Dosing Guidelines for Buprenorphine

According to the National Library of Medicine, an initial dose of buprenorphine is 2 to 4 mg, with the first day’s amount not to exceed 8 mg in total. However, the optimal dose for opioid use disorder is 8 to 16 mg daily.

According to the Substance Abuse and Mental Health Services Administration (SAMHSA), once the patient is stable, they can switch to alternate-day dosing. A patient’s time on buprenorphine varies, and some may stay on it indefinitely.


Methadone blocks the effects of opioids, including cravings and withdrawal symptoms. This schedule II-controlled substance is FDA-approved to treat opioid use disorder and pain in conjunction with detox and therapy. As a schedule-II controlled substance, methadone may cause addiction. However, the risk of addiction is low when taken as prescribed.

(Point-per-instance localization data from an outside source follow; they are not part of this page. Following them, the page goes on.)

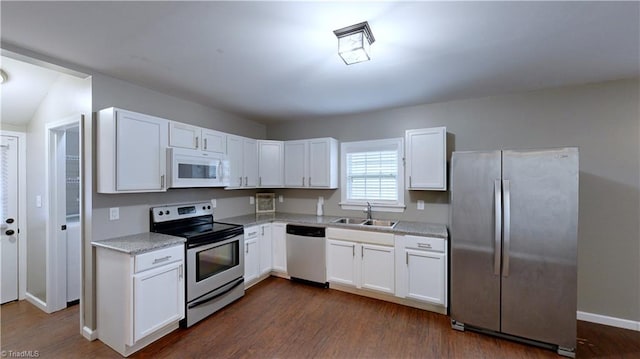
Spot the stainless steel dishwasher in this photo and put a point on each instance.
(306, 253)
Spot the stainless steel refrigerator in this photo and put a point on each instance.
(514, 220)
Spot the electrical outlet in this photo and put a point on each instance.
(114, 213)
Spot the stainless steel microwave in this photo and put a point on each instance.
(193, 168)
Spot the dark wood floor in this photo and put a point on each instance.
(282, 319)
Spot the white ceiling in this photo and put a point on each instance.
(272, 61)
(26, 87)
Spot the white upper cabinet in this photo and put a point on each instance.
(311, 163)
(296, 163)
(197, 138)
(426, 165)
(131, 152)
(242, 153)
(214, 141)
(270, 163)
(183, 135)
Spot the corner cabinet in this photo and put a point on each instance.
(421, 269)
(426, 162)
(140, 298)
(270, 164)
(243, 162)
(131, 152)
(311, 163)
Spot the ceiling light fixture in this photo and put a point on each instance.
(354, 43)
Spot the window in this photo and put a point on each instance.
(372, 171)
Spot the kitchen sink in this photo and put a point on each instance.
(349, 220)
(379, 223)
(366, 222)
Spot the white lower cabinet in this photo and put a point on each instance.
(279, 241)
(353, 262)
(421, 267)
(265, 242)
(377, 263)
(251, 254)
(140, 297)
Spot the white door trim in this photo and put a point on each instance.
(56, 297)
(22, 210)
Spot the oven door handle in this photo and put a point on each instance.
(218, 240)
(222, 291)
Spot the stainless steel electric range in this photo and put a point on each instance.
(214, 256)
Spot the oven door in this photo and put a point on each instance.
(213, 265)
(190, 168)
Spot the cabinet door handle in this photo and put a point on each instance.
(160, 260)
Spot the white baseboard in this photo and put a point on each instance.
(36, 301)
(89, 334)
(611, 321)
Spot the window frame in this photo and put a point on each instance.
(365, 146)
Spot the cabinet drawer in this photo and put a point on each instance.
(157, 258)
(425, 243)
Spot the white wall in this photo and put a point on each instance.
(68, 96)
(601, 119)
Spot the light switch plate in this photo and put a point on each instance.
(114, 213)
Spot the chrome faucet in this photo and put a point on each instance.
(368, 211)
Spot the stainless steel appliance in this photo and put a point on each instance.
(214, 257)
(193, 168)
(514, 220)
(306, 253)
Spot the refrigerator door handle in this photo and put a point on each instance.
(507, 227)
(497, 249)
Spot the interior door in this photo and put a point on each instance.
(475, 238)
(539, 255)
(9, 216)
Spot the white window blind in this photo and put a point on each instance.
(372, 176)
(372, 171)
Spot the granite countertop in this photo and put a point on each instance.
(403, 227)
(139, 243)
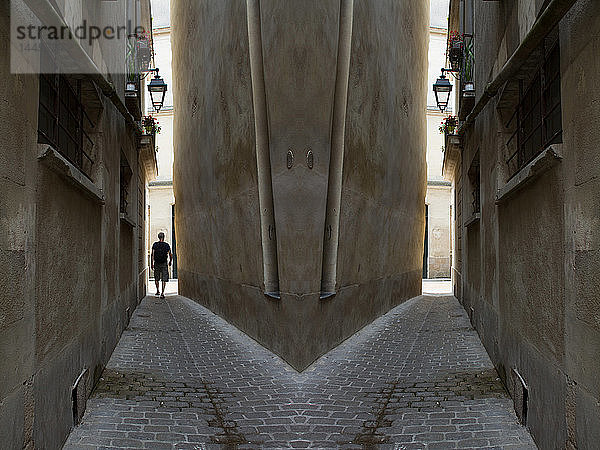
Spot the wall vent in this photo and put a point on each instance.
(520, 396)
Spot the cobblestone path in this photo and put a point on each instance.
(418, 377)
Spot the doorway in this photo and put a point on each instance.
(173, 241)
(426, 244)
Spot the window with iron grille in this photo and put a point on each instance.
(62, 120)
(537, 120)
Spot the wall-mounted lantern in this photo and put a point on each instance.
(157, 89)
(442, 89)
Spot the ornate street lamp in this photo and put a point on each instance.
(157, 89)
(442, 89)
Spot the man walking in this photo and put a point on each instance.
(160, 251)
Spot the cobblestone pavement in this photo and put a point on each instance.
(418, 377)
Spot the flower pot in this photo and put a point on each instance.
(455, 54)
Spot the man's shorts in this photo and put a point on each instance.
(161, 272)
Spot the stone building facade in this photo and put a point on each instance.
(161, 199)
(300, 176)
(526, 168)
(74, 169)
(438, 200)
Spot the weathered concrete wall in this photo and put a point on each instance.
(439, 200)
(301, 113)
(73, 264)
(530, 265)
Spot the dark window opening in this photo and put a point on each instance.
(475, 180)
(124, 184)
(537, 120)
(62, 120)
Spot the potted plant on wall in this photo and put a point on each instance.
(455, 50)
(448, 125)
(144, 50)
(150, 125)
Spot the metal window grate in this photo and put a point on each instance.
(537, 120)
(62, 121)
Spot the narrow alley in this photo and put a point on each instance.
(181, 377)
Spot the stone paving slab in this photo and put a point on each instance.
(416, 378)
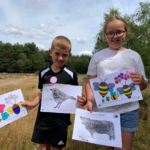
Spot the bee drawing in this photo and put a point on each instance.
(15, 108)
(107, 98)
(126, 89)
(103, 100)
(103, 87)
(114, 95)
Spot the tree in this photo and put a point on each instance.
(138, 36)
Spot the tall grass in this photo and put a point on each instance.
(17, 135)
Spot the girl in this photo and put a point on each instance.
(112, 59)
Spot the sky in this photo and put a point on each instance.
(40, 21)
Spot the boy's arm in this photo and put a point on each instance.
(89, 94)
(35, 102)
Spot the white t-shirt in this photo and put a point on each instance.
(109, 61)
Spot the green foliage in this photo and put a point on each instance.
(138, 35)
(28, 58)
(79, 63)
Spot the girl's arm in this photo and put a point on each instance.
(81, 100)
(89, 94)
(35, 102)
(138, 79)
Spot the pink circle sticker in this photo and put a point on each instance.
(129, 70)
(53, 79)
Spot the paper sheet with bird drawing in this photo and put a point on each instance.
(99, 128)
(115, 89)
(60, 98)
(11, 108)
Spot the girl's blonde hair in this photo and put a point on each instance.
(62, 42)
(112, 18)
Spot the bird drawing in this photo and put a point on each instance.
(60, 97)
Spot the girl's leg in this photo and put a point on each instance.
(127, 140)
(44, 146)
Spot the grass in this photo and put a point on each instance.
(17, 135)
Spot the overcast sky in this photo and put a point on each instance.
(40, 21)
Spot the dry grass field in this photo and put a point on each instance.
(17, 135)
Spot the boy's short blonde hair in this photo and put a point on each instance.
(62, 42)
(112, 18)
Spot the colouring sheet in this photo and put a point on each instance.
(60, 98)
(98, 128)
(114, 89)
(11, 108)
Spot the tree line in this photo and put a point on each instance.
(28, 58)
(138, 36)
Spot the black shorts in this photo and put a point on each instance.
(57, 137)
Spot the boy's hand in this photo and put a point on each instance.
(137, 78)
(29, 105)
(89, 106)
(81, 101)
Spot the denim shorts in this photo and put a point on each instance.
(129, 121)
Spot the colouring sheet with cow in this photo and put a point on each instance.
(98, 128)
(114, 89)
(60, 98)
(11, 107)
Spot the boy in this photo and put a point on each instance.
(51, 128)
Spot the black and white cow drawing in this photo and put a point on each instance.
(99, 126)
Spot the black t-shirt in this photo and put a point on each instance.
(45, 120)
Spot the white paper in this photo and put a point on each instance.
(60, 98)
(98, 128)
(11, 108)
(114, 97)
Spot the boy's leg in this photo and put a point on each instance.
(59, 137)
(42, 137)
(44, 146)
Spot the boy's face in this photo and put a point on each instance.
(59, 56)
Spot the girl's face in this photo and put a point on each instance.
(115, 43)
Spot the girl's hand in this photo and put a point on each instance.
(89, 106)
(29, 105)
(137, 78)
(81, 101)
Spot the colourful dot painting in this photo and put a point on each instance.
(129, 70)
(53, 79)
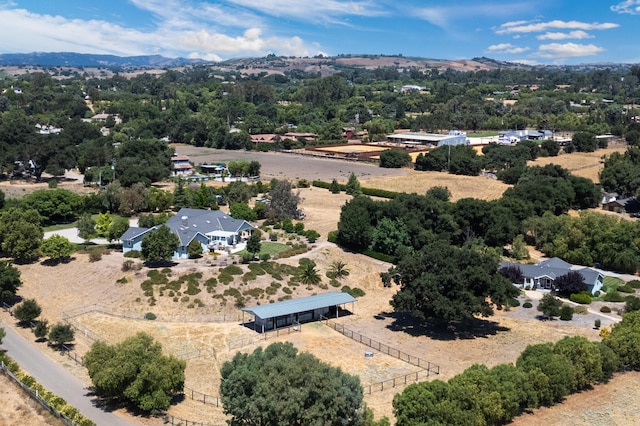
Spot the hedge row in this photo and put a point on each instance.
(55, 402)
(372, 192)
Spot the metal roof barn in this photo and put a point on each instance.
(288, 312)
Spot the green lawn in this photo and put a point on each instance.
(482, 134)
(269, 247)
(611, 283)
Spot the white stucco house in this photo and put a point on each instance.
(214, 229)
(542, 275)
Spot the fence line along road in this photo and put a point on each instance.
(381, 347)
(34, 395)
(96, 308)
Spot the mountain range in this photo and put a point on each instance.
(271, 63)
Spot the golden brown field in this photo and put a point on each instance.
(64, 287)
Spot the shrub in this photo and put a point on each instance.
(95, 254)
(312, 235)
(634, 283)
(566, 313)
(583, 298)
(136, 254)
(232, 270)
(127, 265)
(613, 296)
(581, 310)
(355, 292)
(625, 289)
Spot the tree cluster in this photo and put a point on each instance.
(135, 371)
(543, 375)
(586, 239)
(273, 386)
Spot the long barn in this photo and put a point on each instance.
(305, 309)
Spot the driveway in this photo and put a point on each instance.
(71, 234)
(57, 380)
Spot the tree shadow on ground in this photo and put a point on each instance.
(109, 405)
(440, 329)
(56, 262)
(160, 264)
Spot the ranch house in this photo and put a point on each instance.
(213, 229)
(542, 275)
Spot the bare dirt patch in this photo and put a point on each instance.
(17, 407)
(583, 164)
(288, 166)
(80, 283)
(460, 186)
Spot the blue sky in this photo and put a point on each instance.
(531, 31)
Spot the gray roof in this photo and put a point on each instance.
(303, 304)
(133, 232)
(554, 268)
(187, 235)
(206, 221)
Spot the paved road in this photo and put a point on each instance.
(56, 379)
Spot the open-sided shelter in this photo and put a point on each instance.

Unlike buprenorphine, methadone is only available by prescription through a SAMHSA-certified OTP.

People using methadone must be monitored for stability, progress, and compliance. Once they meet these requirements, they can take methadone at home. FDA-approved methadone prescriptions include Dolophine tablets and Methadose oral concentrate. All forms of methadone are subject to causing side effects.

These include:

  • Headache
  • Stomach pain
  • Dry mouth
  • Mood changes
  • Difficulty sleeping or falling asleep
  • Vision problems
  • Difficulty urinating

Dosing Guidelines for Methadone

To treat opioid withdrawal in a detox facility, patients with opioid use disorder begin with an initial dose of 20 to 30 mg of methadone. This dose suppresses withdrawal, though regular assessments are necessary to monitor the patient’s needs. If the initial amount isn’t effective, it can be increased by 5 to 10 mg after waiting 2 to 4 hours.

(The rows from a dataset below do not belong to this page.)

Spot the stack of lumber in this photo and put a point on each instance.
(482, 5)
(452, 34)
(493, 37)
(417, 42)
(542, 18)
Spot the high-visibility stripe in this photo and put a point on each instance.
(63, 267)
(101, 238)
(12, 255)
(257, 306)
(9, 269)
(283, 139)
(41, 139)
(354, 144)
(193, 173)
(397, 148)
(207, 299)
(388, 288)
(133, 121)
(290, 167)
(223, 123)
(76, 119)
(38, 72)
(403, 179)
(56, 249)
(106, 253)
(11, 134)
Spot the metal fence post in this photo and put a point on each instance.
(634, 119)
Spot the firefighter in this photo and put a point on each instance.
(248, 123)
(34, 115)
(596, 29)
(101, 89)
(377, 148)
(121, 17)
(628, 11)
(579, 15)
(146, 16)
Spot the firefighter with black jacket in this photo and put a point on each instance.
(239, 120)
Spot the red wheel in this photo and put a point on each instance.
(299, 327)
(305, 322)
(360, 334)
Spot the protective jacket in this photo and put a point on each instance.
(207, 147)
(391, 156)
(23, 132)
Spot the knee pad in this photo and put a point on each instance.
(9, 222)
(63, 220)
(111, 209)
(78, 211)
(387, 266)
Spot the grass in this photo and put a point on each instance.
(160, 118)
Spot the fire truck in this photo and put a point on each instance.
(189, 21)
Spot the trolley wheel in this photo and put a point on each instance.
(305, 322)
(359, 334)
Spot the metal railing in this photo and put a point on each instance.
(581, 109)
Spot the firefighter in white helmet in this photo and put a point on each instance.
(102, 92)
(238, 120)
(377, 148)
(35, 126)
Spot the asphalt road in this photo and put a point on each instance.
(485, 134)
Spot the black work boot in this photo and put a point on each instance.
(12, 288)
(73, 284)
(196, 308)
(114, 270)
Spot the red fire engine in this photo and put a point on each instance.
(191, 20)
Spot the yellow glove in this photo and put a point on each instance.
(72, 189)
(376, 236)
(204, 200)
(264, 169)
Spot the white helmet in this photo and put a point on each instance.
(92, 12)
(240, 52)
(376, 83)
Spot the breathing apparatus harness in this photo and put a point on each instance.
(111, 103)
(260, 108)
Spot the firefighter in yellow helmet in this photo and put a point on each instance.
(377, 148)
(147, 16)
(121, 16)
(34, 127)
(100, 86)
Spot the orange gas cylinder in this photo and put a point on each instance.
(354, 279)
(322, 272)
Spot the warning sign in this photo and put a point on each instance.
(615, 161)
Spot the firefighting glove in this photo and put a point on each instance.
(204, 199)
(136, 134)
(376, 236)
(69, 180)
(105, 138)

According to the New York State Office of Addiction Services and Supports, daily doses shouldn’t exceed 40 mg on the first day, as deaths are known to occur due to accidental methadone toxicity.

The length of time a person with opioid use disorder stays on methadone varies, though the treatment should, at a minimum, last 12 months.


Naltrexone is a non-addictive medication called an opioid antagonist. It works by blocking the effects of opioids and opioid withdrawal. Although it is available as a pill, it is only FDA-approved for use in patients with OUD as an injection. According to the National Institutes of Health (NIH), providers should not administer this medication until their patient detoxes from opioids for at least 7 to 10 days.

Individual with OUD may not be forthcoming about their last opioid use, so practitioners must monitor their vital signs for indications of use or withdrawal. If either is positive, the physician cannot administer naltrexone. However, they may test the patient every 24 hours until these signs are no longer present, then administer it.  

Unlike buprenorphine, which an outpatient clinic can prescribe, naltrexone is offered as part of a rehabilitation clinic’s medication-assisted treatment (MAT) program. The Food and Drug Administration only approved one brand – Vivitrol (naltrexone extended-release injectable suspension) – for OUD patients.

Common side effects of naltrexone include, but are not limited to:

  • Nausea
  • Stomach pain
  • Digestive upset
  • Loss of appetite
  • Anxiety
  • Change in sleeping patterns
  • Mood changes
  • Energy changes

Dosing Guidelines for Naltrexone

Naltrexone is administered as a once-a-month injection at a dosage of 28 mg. If a person struggling with opioid use disorder relapses while on Vivitrol, they won’t feel any euphoric effects at this dose.

How Do Medications for Opioid Use Disorder Work?

MOUDs, like all opioids, are agonists. Agonists are medications that mimic the action of neurotransmitters in the brain. They bind to specific parts of the brain, triggering a reaction.

Methadone is a full opioid agonist. Buprenorphine and Naloxone are partial opioid agonists. Full opioid agonists bind to neurotransmitters in the brain, creating a complete response; partial opioid agonists produce a weaker effect.

With a full opioid agonist, the user will feel euphoric, giddy, and drowsy. This action takes place right away. Methadone is the exception since it suppresses these effects.

People who take these medications do so with the intent to stop using opioids. Using opioids during treatment with a MOUD can result in profound sedation and even death.